L’incapacità di accettare la ridefinizione di se stesso che gli propone Joe, il veterano di guerra sordo ex alcolista che accoglie Ruben nella sua comunità per non udenti e cerca di farlo adeguare alla sua nuova condizione, è per il protagonista il punto critico su cui il film costruisce la sua dinamica più completa, proprio perché lo spinge verso una forza centripeta basata su se stesso, in cui la scelta è tra la necessità di rapportarsi al silenzio e la possibilità di confrontarsi col mondo attraverso la parvenza di un suono meccanico, “metallico”, al quale bisogna abituarsi.
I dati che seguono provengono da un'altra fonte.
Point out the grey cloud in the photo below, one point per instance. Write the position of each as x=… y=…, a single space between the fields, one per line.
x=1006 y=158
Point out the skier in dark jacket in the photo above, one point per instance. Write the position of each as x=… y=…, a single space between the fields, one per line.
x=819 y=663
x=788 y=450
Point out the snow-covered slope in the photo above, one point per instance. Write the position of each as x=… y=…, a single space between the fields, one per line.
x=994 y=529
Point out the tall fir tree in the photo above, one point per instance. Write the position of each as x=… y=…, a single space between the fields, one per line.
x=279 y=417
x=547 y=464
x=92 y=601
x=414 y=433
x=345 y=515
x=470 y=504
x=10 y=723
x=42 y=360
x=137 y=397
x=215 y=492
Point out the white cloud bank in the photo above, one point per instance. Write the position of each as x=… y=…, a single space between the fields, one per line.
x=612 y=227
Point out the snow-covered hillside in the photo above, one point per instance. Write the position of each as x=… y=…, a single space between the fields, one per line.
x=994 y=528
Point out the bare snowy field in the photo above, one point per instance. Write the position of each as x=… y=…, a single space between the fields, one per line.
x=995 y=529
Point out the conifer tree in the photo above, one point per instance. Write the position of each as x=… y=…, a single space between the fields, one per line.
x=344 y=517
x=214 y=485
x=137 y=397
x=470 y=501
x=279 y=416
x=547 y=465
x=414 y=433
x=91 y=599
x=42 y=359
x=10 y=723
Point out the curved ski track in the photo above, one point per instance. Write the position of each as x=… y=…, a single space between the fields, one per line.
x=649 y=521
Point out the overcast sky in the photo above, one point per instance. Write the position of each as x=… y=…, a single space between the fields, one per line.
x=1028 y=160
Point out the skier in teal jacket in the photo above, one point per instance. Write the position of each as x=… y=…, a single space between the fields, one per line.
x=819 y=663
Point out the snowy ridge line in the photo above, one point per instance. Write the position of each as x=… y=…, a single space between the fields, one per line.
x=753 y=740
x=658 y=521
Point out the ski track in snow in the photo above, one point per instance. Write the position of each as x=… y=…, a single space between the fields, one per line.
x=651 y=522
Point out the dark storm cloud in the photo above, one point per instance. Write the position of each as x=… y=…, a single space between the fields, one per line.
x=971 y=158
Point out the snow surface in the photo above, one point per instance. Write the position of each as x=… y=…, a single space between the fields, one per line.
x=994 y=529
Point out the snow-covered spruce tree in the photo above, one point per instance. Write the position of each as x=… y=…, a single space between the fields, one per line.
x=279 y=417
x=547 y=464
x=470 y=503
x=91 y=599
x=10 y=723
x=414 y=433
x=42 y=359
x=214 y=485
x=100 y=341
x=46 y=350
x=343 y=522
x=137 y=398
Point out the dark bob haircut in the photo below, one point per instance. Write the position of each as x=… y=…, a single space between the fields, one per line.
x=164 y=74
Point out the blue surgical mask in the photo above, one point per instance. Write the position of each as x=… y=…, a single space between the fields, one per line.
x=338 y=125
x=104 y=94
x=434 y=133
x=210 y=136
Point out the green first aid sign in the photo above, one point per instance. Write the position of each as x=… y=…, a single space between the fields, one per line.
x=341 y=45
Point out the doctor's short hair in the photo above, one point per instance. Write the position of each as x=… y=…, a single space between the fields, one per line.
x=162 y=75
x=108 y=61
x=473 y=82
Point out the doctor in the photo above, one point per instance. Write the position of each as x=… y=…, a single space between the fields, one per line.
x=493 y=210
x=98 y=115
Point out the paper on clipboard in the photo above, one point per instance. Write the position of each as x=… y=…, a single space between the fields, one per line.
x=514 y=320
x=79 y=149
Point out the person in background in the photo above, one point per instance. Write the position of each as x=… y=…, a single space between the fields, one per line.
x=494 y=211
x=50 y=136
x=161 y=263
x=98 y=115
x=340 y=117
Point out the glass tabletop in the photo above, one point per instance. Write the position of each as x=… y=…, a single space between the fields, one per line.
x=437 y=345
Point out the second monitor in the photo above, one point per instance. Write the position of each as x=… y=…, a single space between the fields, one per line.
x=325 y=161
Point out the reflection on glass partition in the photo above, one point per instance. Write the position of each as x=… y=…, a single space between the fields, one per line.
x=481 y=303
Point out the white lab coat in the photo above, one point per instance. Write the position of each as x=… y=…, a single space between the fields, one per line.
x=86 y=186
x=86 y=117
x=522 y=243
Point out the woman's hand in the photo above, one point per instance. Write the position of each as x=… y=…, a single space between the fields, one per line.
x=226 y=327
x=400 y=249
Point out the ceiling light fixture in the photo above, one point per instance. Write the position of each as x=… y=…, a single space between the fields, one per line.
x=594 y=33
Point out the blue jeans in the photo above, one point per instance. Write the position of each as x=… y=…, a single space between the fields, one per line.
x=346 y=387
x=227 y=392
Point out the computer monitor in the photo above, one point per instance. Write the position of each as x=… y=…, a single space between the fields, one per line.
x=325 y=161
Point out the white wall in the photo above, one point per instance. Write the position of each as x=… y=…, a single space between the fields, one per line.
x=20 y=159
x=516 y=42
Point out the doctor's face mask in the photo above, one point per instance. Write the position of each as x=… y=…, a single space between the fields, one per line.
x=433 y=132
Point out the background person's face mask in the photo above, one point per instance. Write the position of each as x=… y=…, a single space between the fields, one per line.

Marder costruisce il suo film su questa asprezza, che diventa anche asprezza sonora, visto che la focalizzazione acustica è prevalentemente soggettiva, tesa a stare nella percezione alterata di Ruben. Sound of Metal cerca insomma di sviluppare una tensione narrativa che parta da una condizione sensoriale alterata, articolando adeguatamente gli aspetti tematici della vicenda e trovando un giusto equilibrio dinamico tra le spinte autodistruttive del protagonista (acuite dalla tossicodipendenza che ha superato) e la sua capacità di ricostruire un rapporto sia pure alterato con la realtà. La storia d’amore con Lou diventa lo specchio in cui tale riedificazione si riflette problematicamente ed è forse su questo versante la sceneggiatura (scritta da Darius Marder assieme al fratello Abraham) che poteva lavorare con più precisione. Il primo casting del film vedeva in cartellone Matthias Schoenaerts e Dakota Johnson, poi sostituiti da Riz Ahmed e Olivia Cooke, che comunque garantiscono al duetto tra Ruben e Lou una certa permeabilità emotiva e sentimentale.